Ransomware attacks targeting the transport sector have doubled
According to the European Union (EU) security agency ENISA, ransomware and data breaches were the most significant cyber threats impacting Europe’s transportation sector last year, with incidents of the former almost doubling in volume. In ENISA’s first-ever threat landscape report for the sector, covering the period from January 2021 to October 2022, it revealed that ransomware incident reports increased from 13% of the total in 2021 to 25% in 2022.
However, data-related threats remained the second most prolific category over the period, after ransomware. Attackers targeted credentials, employee and customer personal information, and intellectual property. Over half (55%) of incidents tracked by ENISA over the period were traced to cyber-criminals, who were likely to be financially motivated.

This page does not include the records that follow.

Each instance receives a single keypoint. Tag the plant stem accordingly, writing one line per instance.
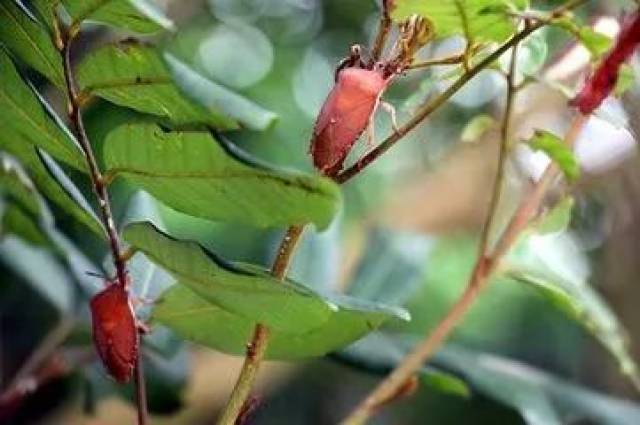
(102, 195)
(383, 31)
(479, 279)
(425, 110)
(257, 347)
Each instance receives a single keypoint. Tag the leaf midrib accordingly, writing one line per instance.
(204, 175)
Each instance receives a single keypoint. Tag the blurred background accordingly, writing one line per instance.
(411, 221)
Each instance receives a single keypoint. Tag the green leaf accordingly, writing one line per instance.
(597, 43)
(392, 267)
(141, 16)
(239, 289)
(541, 398)
(214, 96)
(195, 319)
(30, 41)
(134, 75)
(378, 354)
(625, 81)
(478, 126)
(554, 265)
(24, 120)
(480, 20)
(558, 151)
(198, 175)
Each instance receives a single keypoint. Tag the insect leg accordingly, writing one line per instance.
(392, 113)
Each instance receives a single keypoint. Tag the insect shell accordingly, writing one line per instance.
(345, 115)
(115, 331)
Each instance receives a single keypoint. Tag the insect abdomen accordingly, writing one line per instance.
(344, 116)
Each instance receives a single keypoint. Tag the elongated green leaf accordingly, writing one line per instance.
(19, 205)
(479, 20)
(197, 175)
(195, 319)
(30, 41)
(540, 397)
(136, 76)
(215, 96)
(554, 265)
(558, 151)
(248, 293)
(141, 16)
(40, 268)
(558, 219)
(46, 12)
(477, 127)
(24, 121)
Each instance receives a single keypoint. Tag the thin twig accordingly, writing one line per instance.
(449, 60)
(257, 347)
(47, 346)
(426, 109)
(102, 195)
(141, 391)
(97, 182)
(479, 279)
(489, 224)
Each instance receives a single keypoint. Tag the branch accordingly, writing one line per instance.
(102, 195)
(97, 181)
(260, 340)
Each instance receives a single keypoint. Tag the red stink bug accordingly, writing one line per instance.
(345, 115)
(115, 331)
(352, 102)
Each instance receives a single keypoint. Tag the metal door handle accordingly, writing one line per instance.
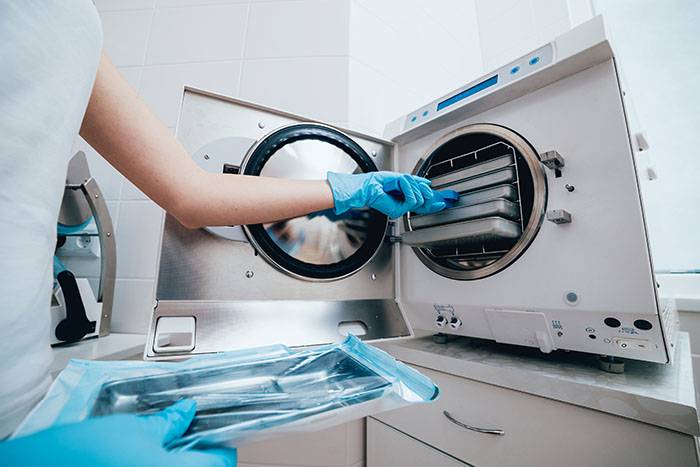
(488, 431)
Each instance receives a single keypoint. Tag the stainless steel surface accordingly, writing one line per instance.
(495, 207)
(471, 171)
(204, 275)
(552, 160)
(108, 252)
(488, 431)
(508, 243)
(508, 192)
(233, 325)
(559, 216)
(463, 233)
(196, 265)
(74, 208)
(319, 238)
(497, 177)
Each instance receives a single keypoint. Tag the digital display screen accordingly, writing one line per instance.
(468, 92)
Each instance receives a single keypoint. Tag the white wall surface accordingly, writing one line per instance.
(658, 46)
(509, 29)
(355, 63)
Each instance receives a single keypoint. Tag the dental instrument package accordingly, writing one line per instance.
(242, 396)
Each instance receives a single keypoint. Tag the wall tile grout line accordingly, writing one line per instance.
(245, 45)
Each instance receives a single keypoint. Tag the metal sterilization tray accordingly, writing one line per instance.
(280, 390)
(496, 207)
(474, 170)
(490, 229)
(508, 192)
(496, 177)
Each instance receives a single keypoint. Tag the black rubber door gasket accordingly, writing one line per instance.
(377, 222)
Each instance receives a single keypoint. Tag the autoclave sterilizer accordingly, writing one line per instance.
(546, 246)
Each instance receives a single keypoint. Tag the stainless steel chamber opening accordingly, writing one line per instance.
(322, 245)
(502, 198)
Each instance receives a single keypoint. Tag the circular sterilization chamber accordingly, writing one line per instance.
(502, 198)
(321, 246)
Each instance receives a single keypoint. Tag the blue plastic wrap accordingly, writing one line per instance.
(242, 396)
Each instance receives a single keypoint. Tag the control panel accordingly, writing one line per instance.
(505, 75)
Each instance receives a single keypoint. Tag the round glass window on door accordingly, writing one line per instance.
(502, 198)
(320, 246)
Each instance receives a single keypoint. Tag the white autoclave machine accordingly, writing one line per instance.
(546, 247)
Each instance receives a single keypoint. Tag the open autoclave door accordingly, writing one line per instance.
(304, 281)
(546, 247)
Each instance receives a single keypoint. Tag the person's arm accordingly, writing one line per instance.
(121, 127)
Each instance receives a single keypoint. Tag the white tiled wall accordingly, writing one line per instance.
(357, 63)
(404, 53)
(511, 28)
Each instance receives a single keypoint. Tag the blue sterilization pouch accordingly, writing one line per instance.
(242, 396)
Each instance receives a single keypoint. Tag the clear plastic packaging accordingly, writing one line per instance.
(243, 396)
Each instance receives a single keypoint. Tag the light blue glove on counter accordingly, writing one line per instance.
(117, 440)
(366, 189)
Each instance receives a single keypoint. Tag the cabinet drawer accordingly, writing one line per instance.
(538, 431)
(389, 447)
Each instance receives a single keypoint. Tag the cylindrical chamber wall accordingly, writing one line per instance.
(502, 201)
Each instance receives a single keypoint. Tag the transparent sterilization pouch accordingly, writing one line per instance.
(242, 396)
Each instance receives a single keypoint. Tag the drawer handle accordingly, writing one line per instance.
(473, 428)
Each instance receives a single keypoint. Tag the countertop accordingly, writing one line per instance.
(658, 394)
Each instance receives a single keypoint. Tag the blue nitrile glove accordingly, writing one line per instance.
(367, 189)
(116, 440)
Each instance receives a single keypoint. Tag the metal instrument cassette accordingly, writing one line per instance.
(495, 207)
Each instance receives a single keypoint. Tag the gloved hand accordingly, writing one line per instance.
(366, 189)
(117, 440)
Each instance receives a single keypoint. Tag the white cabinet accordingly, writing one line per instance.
(387, 446)
(338, 446)
(537, 431)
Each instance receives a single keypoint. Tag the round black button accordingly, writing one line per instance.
(612, 322)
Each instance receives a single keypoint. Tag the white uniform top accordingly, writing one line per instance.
(49, 52)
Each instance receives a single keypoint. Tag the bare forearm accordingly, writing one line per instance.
(121, 127)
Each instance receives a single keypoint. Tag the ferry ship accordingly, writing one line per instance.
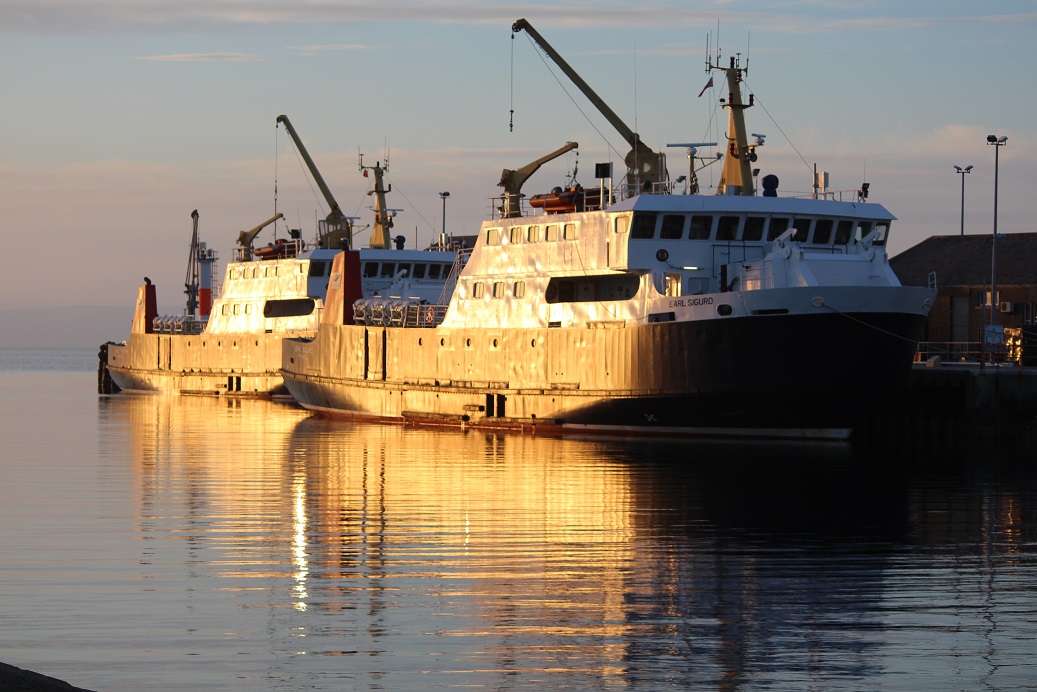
(652, 311)
(228, 342)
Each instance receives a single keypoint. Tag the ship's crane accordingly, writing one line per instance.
(245, 238)
(337, 231)
(645, 167)
(512, 181)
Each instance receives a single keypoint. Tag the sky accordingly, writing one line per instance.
(122, 116)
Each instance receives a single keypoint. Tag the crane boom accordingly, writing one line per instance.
(337, 229)
(644, 165)
(512, 181)
(245, 238)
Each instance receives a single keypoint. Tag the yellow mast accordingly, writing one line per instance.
(383, 218)
(737, 176)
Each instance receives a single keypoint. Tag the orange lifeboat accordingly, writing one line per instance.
(564, 201)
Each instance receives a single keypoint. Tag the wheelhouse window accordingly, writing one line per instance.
(844, 231)
(727, 228)
(644, 225)
(290, 307)
(778, 226)
(673, 226)
(700, 228)
(672, 284)
(754, 228)
(802, 230)
(589, 288)
(884, 231)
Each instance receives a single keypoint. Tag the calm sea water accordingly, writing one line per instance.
(188, 543)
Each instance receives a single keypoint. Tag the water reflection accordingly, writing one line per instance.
(380, 556)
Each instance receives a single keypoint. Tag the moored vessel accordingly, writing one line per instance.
(635, 309)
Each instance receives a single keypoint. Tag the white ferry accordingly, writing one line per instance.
(654, 312)
(231, 343)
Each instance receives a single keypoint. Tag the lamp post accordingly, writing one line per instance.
(967, 169)
(444, 196)
(997, 142)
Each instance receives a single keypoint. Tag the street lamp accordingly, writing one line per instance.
(997, 142)
(967, 169)
(444, 195)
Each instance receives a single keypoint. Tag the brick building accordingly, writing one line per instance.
(961, 268)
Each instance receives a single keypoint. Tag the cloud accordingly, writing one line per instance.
(76, 17)
(330, 48)
(201, 57)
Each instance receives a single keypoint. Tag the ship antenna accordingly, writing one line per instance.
(511, 113)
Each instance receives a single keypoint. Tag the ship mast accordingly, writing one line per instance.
(383, 216)
(737, 175)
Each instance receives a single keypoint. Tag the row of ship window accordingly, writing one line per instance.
(500, 289)
(288, 307)
(418, 270)
(647, 225)
(535, 233)
(264, 271)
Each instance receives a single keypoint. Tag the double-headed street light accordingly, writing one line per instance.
(967, 169)
(997, 142)
(444, 196)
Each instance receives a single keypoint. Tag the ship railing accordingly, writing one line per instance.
(177, 324)
(451, 282)
(399, 312)
(1010, 350)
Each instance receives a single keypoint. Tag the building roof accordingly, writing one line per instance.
(964, 260)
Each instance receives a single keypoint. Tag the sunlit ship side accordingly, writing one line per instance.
(228, 341)
(657, 313)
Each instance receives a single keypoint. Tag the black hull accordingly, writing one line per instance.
(784, 376)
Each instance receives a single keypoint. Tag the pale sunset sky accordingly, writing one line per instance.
(122, 116)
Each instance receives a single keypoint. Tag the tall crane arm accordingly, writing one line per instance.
(512, 181)
(336, 212)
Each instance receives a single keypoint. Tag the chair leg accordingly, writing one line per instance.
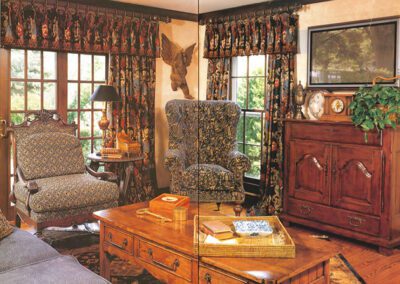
(17, 220)
(237, 209)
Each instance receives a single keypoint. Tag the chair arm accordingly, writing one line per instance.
(238, 163)
(108, 176)
(174, 160)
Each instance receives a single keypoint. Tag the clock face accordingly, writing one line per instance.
(337, 105)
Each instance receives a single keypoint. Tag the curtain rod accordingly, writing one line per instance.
(254, 12)
(85, 7)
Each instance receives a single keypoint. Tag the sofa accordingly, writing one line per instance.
(26, 259)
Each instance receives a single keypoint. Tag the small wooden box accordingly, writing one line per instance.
(246, 247)
(166, 208)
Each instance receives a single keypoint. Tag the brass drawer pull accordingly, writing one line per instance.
(355, 221)
(207, 277)
(305, 210)
(124, 243)
(173, 267)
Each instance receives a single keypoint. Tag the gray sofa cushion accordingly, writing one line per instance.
(21, 248)
(61, 269)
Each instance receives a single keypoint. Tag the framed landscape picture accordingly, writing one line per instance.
(352, 55)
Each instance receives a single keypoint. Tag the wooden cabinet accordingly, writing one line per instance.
(335, 181)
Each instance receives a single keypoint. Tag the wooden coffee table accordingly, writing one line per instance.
(166, 251)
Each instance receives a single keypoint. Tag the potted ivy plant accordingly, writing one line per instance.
(375, 108)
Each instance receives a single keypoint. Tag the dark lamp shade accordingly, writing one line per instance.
(105, 93)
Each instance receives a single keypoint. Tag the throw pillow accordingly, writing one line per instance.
(5, 227)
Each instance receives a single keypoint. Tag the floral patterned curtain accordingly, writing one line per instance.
(134, 78)
(273, 34)
(276, 36)
(79, 28)
(218, 78)
(279, 89)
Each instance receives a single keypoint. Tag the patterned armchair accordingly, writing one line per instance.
(202, 156)
(53, 187)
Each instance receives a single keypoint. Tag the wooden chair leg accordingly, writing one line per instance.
(238, 209)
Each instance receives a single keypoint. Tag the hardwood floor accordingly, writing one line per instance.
(365, 259)
(372, 266)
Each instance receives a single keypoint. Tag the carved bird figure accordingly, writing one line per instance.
(179, 59)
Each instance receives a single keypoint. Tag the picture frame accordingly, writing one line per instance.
(335, 55)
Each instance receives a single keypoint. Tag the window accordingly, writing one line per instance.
(33, 83)
(85, 73)
(248, 88)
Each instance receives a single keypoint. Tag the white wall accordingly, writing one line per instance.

South Korean Intelligence Service reports vicious Chrome malware
Users of Gmail and Chrome on their PCs should be wary of a new cyber attack that puts personal emails at risk of interception and unauthorized access by hackers. This new threat involves a fake Chrome browser extension called AF that infects computers and starts the data-stealing process from Gmail inboxes.
The malicious software was discovered by the joint cybersecurity team from the German Federal Office for the Protection of the Constitution and the National Intelligence Service of the Republic of Korea, with experts warning users to be on high alert.
It appears that victims are being deceived into installing the fake Chrome extension through scam emails, with the latest campaign initially targeting South Korea before spreading to the US and Europe.
Once the fake extension is installed, the malware hijacks accounts and gives online criminals the ability to read highly personal messages.